If you’re a skilled player wanting to get into the flow more, ask yourself if you’re at least on some subconscious level experiencing boredom. Maybe you’ve already determined what you can and can’t do on the course and have stuck to your comfort zone for too long. According to Csikszentmihalyi, you can’t remain in both the comfort zone and the flow channel for very long.

For example, even the most backhand-dominant players admit that certain upshots call for a forehand. If you’re in such a situation, consider upping the challenge part of the equation. It’ll probably cause you to veer quickly from boredom to anxiety – as the curvy line on the diagram indicates – but it’ll keep you moving toward your maximum mix of challenge and skill, Stay mindful of this mix and you’ll stay in or near the flow state most of the time. Any hey, that’s what practice is for, right? Working on skills in a less pressurized environment.
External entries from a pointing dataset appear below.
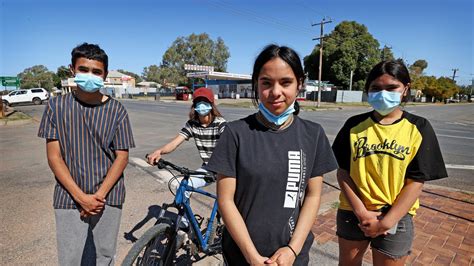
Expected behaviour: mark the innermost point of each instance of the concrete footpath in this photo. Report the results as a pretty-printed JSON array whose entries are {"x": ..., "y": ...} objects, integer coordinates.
[{"x": 444, "y": 231}]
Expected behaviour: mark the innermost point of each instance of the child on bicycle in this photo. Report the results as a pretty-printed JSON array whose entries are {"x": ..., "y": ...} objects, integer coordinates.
[{"x": 205, "y": 125}]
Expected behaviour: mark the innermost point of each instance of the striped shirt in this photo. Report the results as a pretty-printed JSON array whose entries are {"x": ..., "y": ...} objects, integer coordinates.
[
  {"x": 88, "y": 136},
  {"x": 205, "y": 137}
]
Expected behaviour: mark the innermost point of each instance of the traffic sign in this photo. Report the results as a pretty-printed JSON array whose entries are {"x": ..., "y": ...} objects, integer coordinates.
[{"x": 10, "y": 81}]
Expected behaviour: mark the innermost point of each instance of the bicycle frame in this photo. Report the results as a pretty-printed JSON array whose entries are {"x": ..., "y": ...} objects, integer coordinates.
[{"x": 181, "y": 203}]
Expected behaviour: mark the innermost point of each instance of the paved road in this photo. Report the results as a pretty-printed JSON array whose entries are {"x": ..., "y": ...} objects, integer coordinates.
[
  {"x": 26, "y": 184},
  {"x": 154, "y": 123}
]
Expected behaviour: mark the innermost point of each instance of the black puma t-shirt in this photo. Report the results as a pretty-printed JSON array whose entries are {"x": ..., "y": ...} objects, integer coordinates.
[{"x": 272, "y": 169}]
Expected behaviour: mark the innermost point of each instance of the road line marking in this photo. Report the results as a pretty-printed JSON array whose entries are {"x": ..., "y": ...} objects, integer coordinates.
[
  {"x": 460, "y": 166},
  {"x": 140, "y": 162},
  {"x": 451, "y": 136}
]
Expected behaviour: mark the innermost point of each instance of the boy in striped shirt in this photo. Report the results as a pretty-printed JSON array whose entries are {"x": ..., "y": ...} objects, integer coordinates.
[{"x": 88, "y": 135}]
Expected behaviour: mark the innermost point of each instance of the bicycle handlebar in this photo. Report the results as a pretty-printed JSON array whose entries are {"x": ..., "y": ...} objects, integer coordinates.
[{"x": 163, "y": 164}]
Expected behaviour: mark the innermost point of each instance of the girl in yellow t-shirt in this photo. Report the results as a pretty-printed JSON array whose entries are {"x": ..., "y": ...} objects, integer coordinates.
[{"x": 384, "y": 157}]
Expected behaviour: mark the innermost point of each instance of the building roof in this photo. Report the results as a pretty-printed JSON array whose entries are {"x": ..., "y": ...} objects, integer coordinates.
[
  {"x": 115, "y": 74},
  {"x": 218, "y": 75}
]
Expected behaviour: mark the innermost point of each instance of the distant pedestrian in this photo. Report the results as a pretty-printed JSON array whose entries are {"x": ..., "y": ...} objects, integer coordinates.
[
  {"x": 271, "y": 167},
  {"x": 205, "y": 125},
  {"x": 88, "y": 135},
  {"x": 384, "y": 156}
]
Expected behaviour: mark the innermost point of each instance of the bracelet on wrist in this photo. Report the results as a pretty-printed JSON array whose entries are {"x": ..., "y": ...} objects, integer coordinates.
[{"x": 292, "y": 250}]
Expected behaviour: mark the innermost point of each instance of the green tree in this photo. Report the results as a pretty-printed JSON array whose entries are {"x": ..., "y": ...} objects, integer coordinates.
[
  {"x": 131, "y": 74},
  {"x": 348, "y": 47},
  {"x": 196, "y": 49},
  {"x": 439, "y": 88},
  {"x": 417, "y": 68},
  {"x": 36, "y": 76},
  {"x": 63, "y": 72}
]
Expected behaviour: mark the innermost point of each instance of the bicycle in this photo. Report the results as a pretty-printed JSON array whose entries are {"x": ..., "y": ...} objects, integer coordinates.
[{"x": 159, "y": 245}]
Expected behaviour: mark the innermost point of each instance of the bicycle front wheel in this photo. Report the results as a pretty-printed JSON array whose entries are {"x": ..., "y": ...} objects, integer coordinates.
[{"x": 157, "y": 245}]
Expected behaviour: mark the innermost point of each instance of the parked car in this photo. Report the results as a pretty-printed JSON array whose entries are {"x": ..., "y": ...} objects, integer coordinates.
[{"x": 34, "y": 95}]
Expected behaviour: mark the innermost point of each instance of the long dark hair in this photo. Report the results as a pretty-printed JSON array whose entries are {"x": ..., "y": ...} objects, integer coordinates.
[
  {"x": 286, "y": 54},
  {"x": 394, "y": 68}
]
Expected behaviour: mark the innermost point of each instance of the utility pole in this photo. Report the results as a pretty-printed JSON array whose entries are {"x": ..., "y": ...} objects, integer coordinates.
[
  {"x": 321, "y": 37},
  {"x": 472, "y": 86},
  {"x": 350, "y": 84},
  {"x": 454, "y": 73}
]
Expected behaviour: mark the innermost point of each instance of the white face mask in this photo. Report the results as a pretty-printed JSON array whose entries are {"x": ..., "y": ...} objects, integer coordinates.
[
  {"x": 277, "y": 119},
  {"x": 384, "y": 102},
  {"x": 88, "y": 82},
  {"x": 203, "y": 108}
]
According to Csikszentmihalyi, you can’t remain in both the comfort zone and the flow channel for very long.

I started writing today to pay tribute to the man who explained being “in the zone” in scientific terms. When I returned home after that horrible USDGC performance in 2009 and discovered the transformative experience of truly focusing on abstract execution for its own sake, I knew I couldn’t have been the first to put it into words.

While I still think that in the highly-charged atmosphere of competitive sports the “focus on what you’re trying to do, not what you’re hoping to achieve” maxim is the key, MC Flow gave us much more. He gifted us with an excellent blueprint for using psychological tools to maximize our potential.